Despite winning bipartisan praise for her speech responding to the President’s State of the Union address Tuesday night, South Carolina Governor Nikki Haley drew the ire of pundits and politicians on the conservative right when some interpreted her words as criticism of her own party.
“During anxious times, it can be tempting to follow the siren call of the angriest voices. We must resist that temptation,” Haley said in her response Tuesday night.
Haley also addressed immigration in her speech, saying it was necessary for the country to focus on "stopping illegal immigration. And it means welcoming properly vetted legal immigrants, regardless of their race or religion.”
She also referenced her own background, saying, "I am the proud daughter of Indian immigrants who reminded my brothers, my sister and me every day how blessed we were to live in this country.”
While Haley did not call out candidates or colleagues by name, she confirmed during a Wednesday appearance on the TODAY Show that Donald Trump was one of the “angriest voices” she referenced in her speech. “Mr. Trump has definitely contributed to what I think is just irresponsible talk,” she told Matt Lauer.
The division in Republican reactions to Haley’s speech highlighted the increasing divide within the party. Republican presidential candidate Donald Trump called Haley "weak on illegal immigration" on Wednesday, and conservative pundit Ann Poulter tweeted, “Trump should deport Nikki Haley." Others, including Republican presidential candidate Jeb Bush and conservative pundit Matt Lewis, tweeted their support:
An email to the Republican National Committee seeking comment on the backlash within the party has not yet been returned.
Haley is the second Indian-American politician to deliver the Republican response to the State of the Union. She follows Bobby Jindal, then-governor of Louisiana, who was widely panned for his response speech in 2009.

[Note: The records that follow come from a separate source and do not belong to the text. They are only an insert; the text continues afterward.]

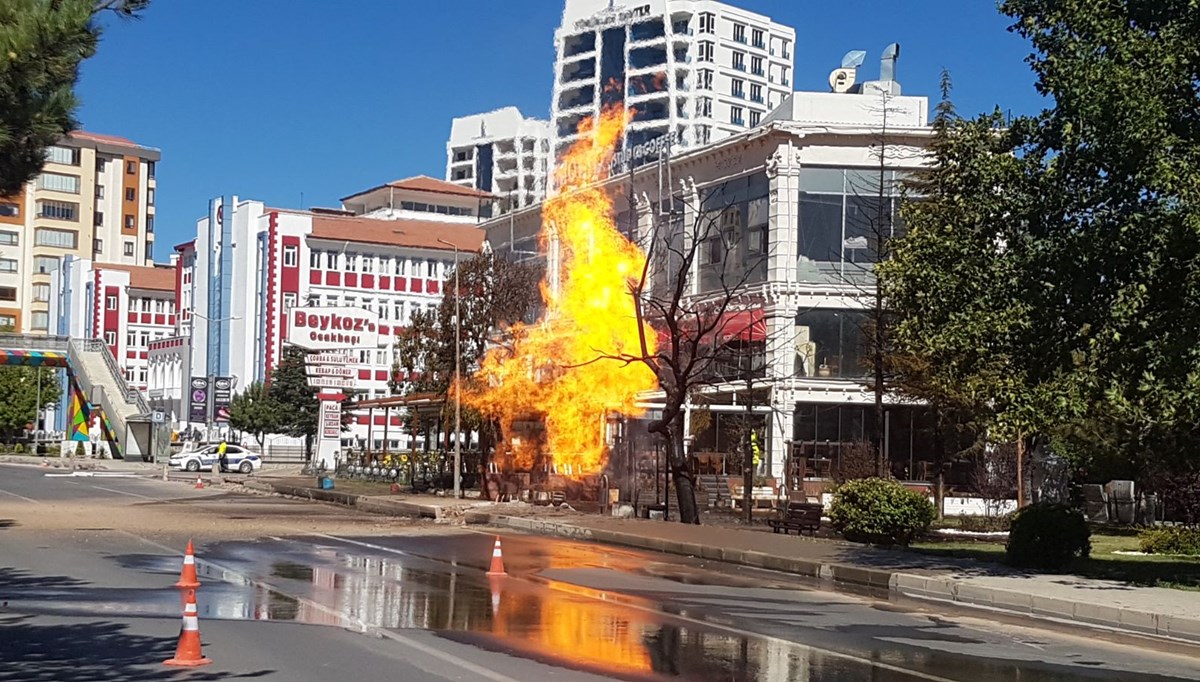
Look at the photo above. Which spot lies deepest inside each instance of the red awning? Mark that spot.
(733, 325)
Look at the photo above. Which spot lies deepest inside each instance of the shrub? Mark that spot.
(880, 512)
(1048, 536)
(1171, 539)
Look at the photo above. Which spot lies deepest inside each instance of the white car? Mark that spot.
(205, 459)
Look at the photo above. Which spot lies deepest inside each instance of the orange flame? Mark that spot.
(555, 370)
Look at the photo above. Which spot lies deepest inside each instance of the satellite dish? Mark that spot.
(843, 79)
(853, 59)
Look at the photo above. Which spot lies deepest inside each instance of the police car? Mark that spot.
(205, 459)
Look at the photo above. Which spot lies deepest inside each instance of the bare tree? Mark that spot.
(701, 258)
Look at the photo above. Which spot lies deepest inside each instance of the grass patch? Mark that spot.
(1150, 570)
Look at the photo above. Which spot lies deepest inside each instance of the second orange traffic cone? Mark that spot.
(187, 579)
(187, 651)
(497, 567)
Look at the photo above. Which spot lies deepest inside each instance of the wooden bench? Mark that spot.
(759, 494)
(799, 516)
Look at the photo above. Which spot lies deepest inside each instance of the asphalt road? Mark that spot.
(297, 591)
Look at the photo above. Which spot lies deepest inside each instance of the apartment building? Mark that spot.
(387, 250)
(501, 153)
(94, 201)
(793, 219)
(691, 71)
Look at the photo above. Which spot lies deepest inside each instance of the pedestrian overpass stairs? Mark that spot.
(97, 389)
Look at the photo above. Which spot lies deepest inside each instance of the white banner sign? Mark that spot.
(330, 371)
(331, 359)
(330, 382)
(330, 419)
(333, 328)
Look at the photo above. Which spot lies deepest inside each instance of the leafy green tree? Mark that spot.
(19, 388)
(256, 411)
(495, 293)
(42, 43)
(297, 400)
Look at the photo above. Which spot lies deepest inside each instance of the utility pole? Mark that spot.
(457, 377)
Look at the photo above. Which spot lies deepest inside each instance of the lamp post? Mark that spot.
(211, 401)
(457, 377)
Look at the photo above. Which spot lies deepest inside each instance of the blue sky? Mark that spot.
(276, 99)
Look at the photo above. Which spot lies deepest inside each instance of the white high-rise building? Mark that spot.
(501, 153)
(694, 71)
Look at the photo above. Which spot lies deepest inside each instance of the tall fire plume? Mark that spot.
(555, 370)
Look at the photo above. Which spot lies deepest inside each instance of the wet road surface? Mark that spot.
(567, 611)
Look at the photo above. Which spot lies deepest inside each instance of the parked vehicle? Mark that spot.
(205, 459)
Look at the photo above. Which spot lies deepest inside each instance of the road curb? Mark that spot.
(928, 587)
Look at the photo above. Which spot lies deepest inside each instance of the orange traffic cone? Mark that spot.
(187, 579)
(187, 651)
(497, 560)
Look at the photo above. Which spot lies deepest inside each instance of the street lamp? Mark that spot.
(457, 377)
(211, 398)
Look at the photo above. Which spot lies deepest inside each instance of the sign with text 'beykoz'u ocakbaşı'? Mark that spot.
(329, 328)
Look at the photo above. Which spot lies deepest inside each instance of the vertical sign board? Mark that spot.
(333, 331)
(222, 395)
(198, 400)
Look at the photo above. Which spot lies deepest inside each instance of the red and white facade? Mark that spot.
(388, 251)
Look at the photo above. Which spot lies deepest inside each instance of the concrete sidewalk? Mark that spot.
(1155, 611)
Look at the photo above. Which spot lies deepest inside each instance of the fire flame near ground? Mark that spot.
(553, 369)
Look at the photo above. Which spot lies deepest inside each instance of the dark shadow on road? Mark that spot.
(99, 651)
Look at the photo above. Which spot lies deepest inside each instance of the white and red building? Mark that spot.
(388, 250)
(126, 306)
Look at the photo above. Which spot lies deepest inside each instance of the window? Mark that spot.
(59, 183)
(64, 155)
(736, 115)
(58, 210)
(57, 238)
(43, 264)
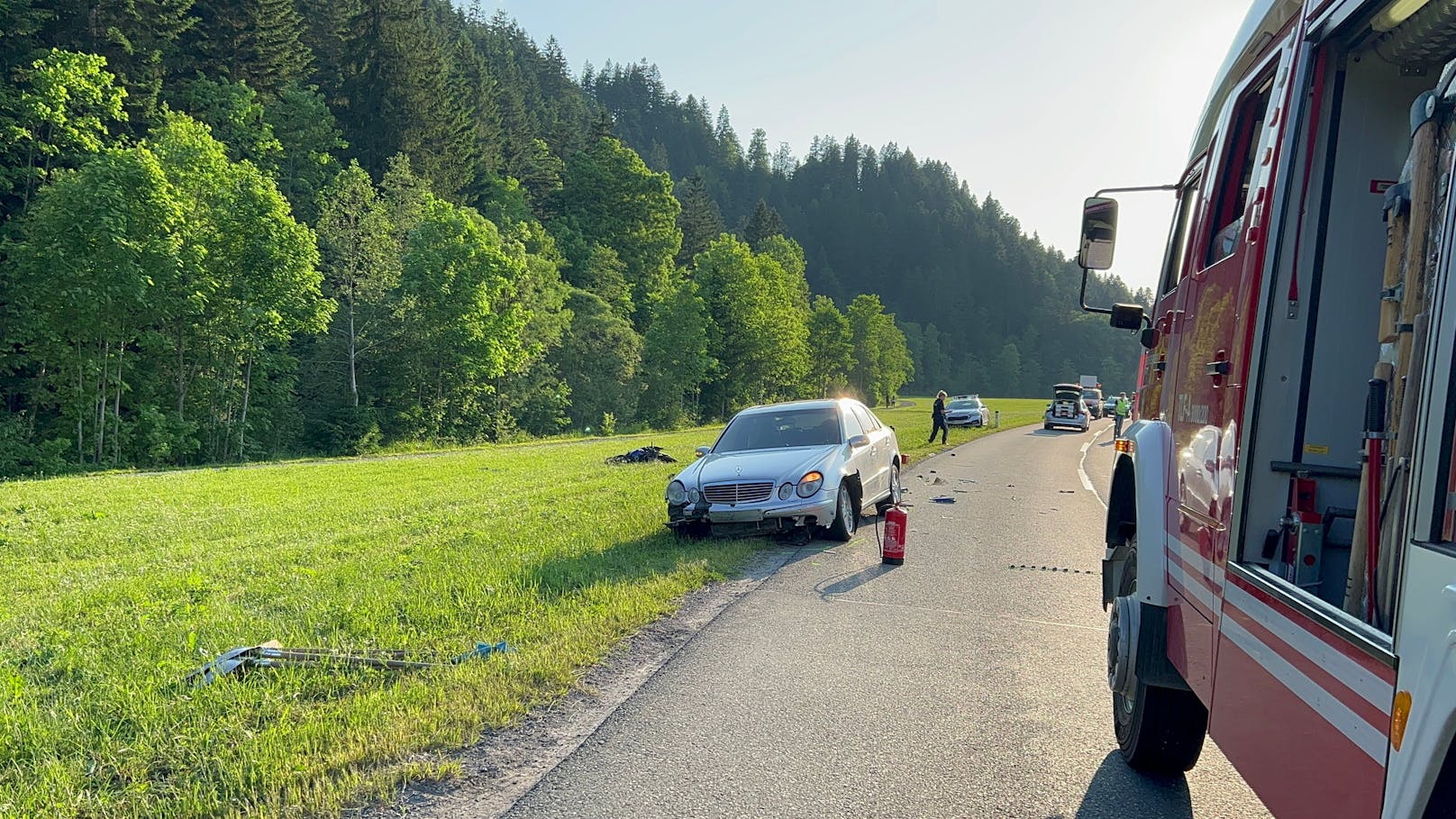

Haley found herself in the national spotlight last summer when a gunman killed nine people at Mother Emanuel, a church in Charleston. Following the shooting, Haley called for the removal of the Confederate flag from state capitol grounds, marking a shift from previous remarks. During a 2014 debate, Haley also noted, regarding the flag's impact on South Carolina's image, “Perception matters, but we really kind of fixed all that when you elected the first Indian American, female governor.”
These comments generated criticism from those in the Asian-American community — particularly South Asian Americans, who viewed her comments as evading the problems of racial inequity.
In a June 2015 blog post, South Asian-American activist and writer Deepa Iyer wrote, “Our ethnicity should not be trotted out to justify racist symbols or actions.”
She called upon Indian and South Asian Americans to send a message to Haley to take down the Confederate flag, saying, “Just because Indian Americans are elected to political office, just because the halls of political power look more diverse, does not mean that racial injustice simply disappears.”